As the film progresses it moves away from this concept somewhat to focus on the character of the main alien herself (assuming it has a gender) as she has a bit of a moral/personality crisis. This is where the film is at its weakest – we spend a lot of time with the director trying to convey this change across to us, but it usually amounts to little more than the principal lead staring into space, or at a wall, and the sci-fi concept of something non human coming to consider their humanity is something that most audiences will be overly familiar with.

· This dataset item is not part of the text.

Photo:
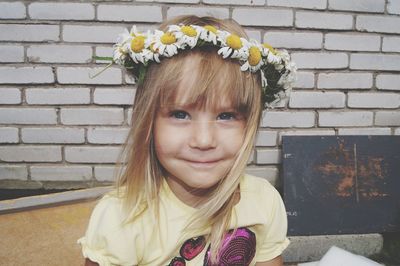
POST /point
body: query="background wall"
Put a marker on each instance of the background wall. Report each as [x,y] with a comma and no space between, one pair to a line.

There are plenty of moments of darkness and just as many of contemplation, creating several very, very memorable scenes, and there are many physically brazen performances from the cast to accompany them, none more so than from the leading lady herself. She is wonderful throughout, but in this physical aspect she was also the perfect choice. Consistently held up as an ideal in terms of both beauty and sex appeal in the real world, we see her examine her naked skin and body in the mirror in growing curiosity, though it is an opportunity half realised as personally I would have liked to see more focus on this aspect – not for the sake of perving but rather to show that everyone, even the most supposedly flawless person, can find parts of their bodies that are not ‘ideal’ and from certain angles look pretty far from it. The film does at least delve into this denuding of perfection.

A movie like this is always worth going to see if only to appreciate an artist trying to create something original. It’s largely a success and it will certainly stay with you for a long time, just be prepared for lots of nudity and sinister, yet not entirely alien, concepts.